Similar to dual numbers, we need a mechanism to construct our “Taylor numbers”.

``````x :: (Num a) => a -> Taylor a
x a = Taylor a 1
``````

.. and again as with dual numbers, we can define operations for Taylor numbers recursively pretty easily.

``````-- Basic arithmetic operations
instance (Num n) => Num (Taylor n) where
a + b = Taylor (f a + f b) (df a + df b)
a * b = Taylor (f a * f b) (df a * b + a * df b)
negate a = Taylor (- f a) (- df a)
abs a = Taylor (abs (f a)) (df a * signum a)
signum a = Taylor (signum (f a)) 0
fromInteger x = Taylor (fromInteger x) 0

instance (Eq n) => Eq (Taylor n) where
a == b = f a == f b

instance (Eq n, Ord n) => Ord (Taylor n) where
a <= b = f a <= f b

-- Reciprocal
instance (Fractional n) => Fractional (Taylor n) where
fromRational x = Taylor (fromRational x) 0
recip a = Taylor (1 / f a) (- df a / (a * a))

-- Scientific functions
instance (Floating n) => Floating (Taylor n) where
pi = Taylor pi 0
exp a = Taylor (exp (f a)) (df a * exp a)
log a = Taylor (log (f a)) (df a / a)
sin a = Taylor (sin (f a)) (df a * cos a)
cos a = Taylor (cos (f a)) (- df a * sin a)
asin a = Taylor (asin (f a)) (df a / sqrt (1 - a * a))
acos a = Taylor (acos (f a)) (- df a / sqrt (1 - a * a))
atan a = Taylor (atan (f a)) (df a / (1 + a * a))
sinh a = Taylor (sinh (f a)) (df a * cosh a)
cosh a = Taylor (cosh (f a)) (df a * sinh a)
asinh a = Taylor (asinh (f a)) (df a / sqrt (1 + a * a))
acosh a = Taylor (acosh (f a)) (df a / sqrt (a * a - 1))
atanh a = Taylor (atanh (f a)) (df a / (1 + a * a))
``````

The code is, again, available on github as the Taylor module.

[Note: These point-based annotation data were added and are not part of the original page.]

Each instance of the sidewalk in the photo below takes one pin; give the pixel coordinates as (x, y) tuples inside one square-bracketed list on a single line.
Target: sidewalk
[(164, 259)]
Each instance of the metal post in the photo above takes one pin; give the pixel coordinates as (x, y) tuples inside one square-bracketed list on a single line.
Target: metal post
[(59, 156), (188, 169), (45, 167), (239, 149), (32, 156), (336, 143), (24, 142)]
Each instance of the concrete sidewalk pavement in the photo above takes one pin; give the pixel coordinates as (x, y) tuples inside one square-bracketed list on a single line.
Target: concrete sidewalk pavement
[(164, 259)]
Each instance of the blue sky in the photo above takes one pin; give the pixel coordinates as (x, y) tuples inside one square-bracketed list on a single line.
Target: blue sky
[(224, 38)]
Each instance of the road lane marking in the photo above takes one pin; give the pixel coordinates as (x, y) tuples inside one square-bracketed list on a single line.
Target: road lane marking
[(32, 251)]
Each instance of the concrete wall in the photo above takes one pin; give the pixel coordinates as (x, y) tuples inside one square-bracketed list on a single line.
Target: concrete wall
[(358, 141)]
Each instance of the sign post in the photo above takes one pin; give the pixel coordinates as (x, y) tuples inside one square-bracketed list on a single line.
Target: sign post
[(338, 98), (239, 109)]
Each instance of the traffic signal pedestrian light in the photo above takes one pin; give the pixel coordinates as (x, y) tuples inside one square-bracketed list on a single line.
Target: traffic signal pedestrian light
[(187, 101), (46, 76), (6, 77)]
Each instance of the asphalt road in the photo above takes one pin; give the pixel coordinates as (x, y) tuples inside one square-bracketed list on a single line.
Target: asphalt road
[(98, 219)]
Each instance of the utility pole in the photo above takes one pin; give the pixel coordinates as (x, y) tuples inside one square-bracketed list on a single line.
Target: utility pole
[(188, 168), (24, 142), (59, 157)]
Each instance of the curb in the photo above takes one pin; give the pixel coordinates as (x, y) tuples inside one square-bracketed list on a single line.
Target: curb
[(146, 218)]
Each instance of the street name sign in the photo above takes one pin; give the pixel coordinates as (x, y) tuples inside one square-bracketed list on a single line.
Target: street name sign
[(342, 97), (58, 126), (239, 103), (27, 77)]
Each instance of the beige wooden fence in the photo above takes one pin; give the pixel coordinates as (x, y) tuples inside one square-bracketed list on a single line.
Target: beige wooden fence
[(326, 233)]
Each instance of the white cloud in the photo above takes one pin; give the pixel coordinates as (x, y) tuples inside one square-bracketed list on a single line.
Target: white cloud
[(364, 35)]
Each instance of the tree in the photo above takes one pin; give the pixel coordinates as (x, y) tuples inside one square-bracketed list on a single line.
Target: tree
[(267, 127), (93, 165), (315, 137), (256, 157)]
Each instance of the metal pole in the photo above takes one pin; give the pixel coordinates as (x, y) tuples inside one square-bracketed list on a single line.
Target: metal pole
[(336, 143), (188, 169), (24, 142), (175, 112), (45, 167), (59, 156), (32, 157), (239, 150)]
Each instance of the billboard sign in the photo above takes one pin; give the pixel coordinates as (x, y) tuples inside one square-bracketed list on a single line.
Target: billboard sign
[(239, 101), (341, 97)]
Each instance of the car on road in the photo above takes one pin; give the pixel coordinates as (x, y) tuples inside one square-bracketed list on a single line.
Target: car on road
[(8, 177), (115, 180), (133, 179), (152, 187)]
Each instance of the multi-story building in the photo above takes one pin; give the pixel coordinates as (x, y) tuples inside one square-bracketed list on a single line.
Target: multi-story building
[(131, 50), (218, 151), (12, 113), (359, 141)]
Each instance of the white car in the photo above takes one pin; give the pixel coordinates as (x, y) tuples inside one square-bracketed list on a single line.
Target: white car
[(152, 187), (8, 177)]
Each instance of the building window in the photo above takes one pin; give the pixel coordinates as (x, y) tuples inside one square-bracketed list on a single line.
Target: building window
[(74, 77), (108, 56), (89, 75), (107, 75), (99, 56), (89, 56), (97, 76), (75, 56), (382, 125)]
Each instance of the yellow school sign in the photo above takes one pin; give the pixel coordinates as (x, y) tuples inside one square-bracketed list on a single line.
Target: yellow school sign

The main difference with dual numbers to note here is that the second part of the `Taylor` constructor can no longer be straight numeric calculation, but must recursively construct Taylor numbers themselves. Apart from that, the code reads very similar.

So, given the same `square` function, we can pass it a Taylor number so we can calculate the first and the second derivative like this -

``````> let s3 = square (Taylor.x 3)
> f s3
9
> f (df s3)
6
> f (df (df s3))
2
> f (df (df (df s3)))
0
``````

Note: The complexity of calculating the higher order derivatives goes up pretty quickly even if it ends up being 0 at some point due to the way we’ve defined the expressions.